Water desalination plants have become an attractive alternative for supplying fresh water to regional populations mainly in coastal areas that are freshwater-poor and energy-rich. Commercial scale water desalination plants can treat seawater or brackish water to produce water suitable for human consumption (WHO or EC water quality standards), for industry and for agriculture. Commercial scale desalination plants utilize distillation, reverse osmosis (RO) or a hybrid of these technologies and processes. Commercial scale distillation technologies include "multi-stage flash" (MSF) distillation and "multiple-effect distillation" (MED) processes. The common characteristic of all existing water desalination technologies is that they each require large inputs of energy relative to their freshwater output. To the extent that inexpensive energy (such as an abundance of local fossil fuels or nuclear power) is not available, desalination may not be competitive with other potential water diversion or piped water alternatives, if these other alternatives are available and feasible at all.
Water desalination plants can be constructed as "stand-alone" facilities.
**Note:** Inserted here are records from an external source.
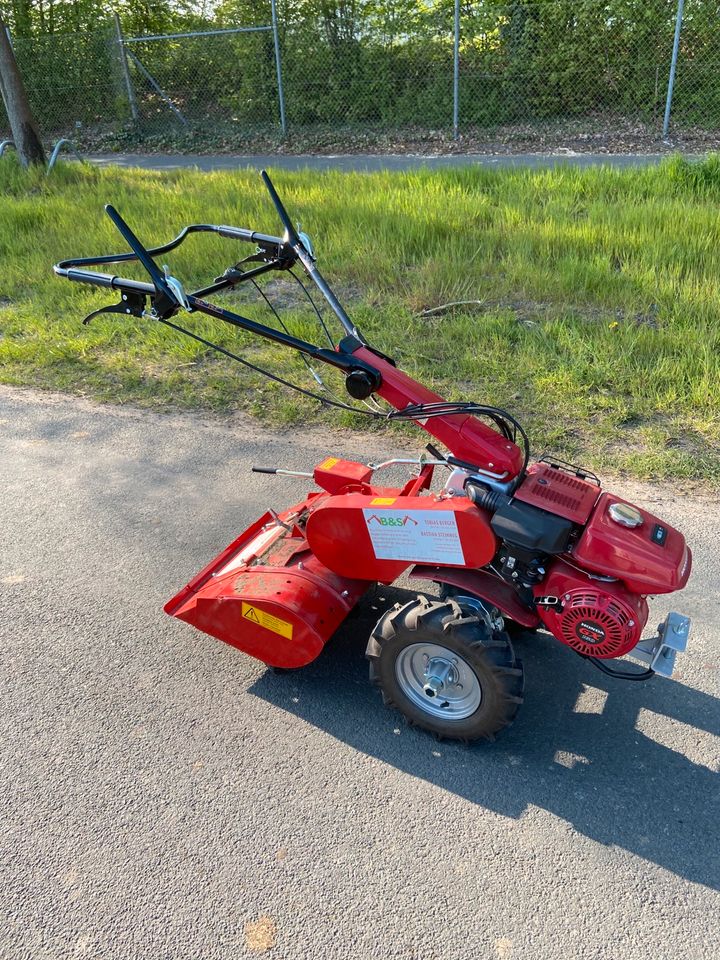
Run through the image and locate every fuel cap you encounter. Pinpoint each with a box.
[608,503,642,527]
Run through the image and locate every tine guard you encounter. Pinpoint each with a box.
[164,493,371,668]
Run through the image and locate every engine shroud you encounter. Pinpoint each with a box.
[535,561,648,659]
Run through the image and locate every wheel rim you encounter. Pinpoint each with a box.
[395,643,482,720]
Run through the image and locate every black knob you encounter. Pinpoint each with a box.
[345,370,377,400]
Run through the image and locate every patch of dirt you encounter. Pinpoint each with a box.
[245,914,277,953]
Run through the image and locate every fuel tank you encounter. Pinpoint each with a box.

However these plants must be supplied with significant quantities of heat and/or electrical energy. Distillation plants can utilize, as a heat source, the steam cycle of thermal power plants (or co-generation plants). Both RO and distillation plants can be co-located with a thermal power generator (fossil fuel or nuclear) to utilize the same seawater or brackish water intake and outfall with the power plant cooling system and may also take advantage of other shared facilities and services. Therefore, in many cases, it may be prudent to consider developing combined or co-located water desalination facilities and power plants (or co-generation plants). Such "water and power plants" ("WPPs") or independent water and power producers ("IWPPs") often demonstrate a number of thermodynamic and cost efficiencies relative to "stand-alone" facilities. Additionally, to the extent there are also nearby industrial demands for heating and water or demand for district cooling/heating, developing WPPs as co-generation plants providing for the offtake of steam, hot water and/or cooled water or fluids can also provide additional total system efficiencies.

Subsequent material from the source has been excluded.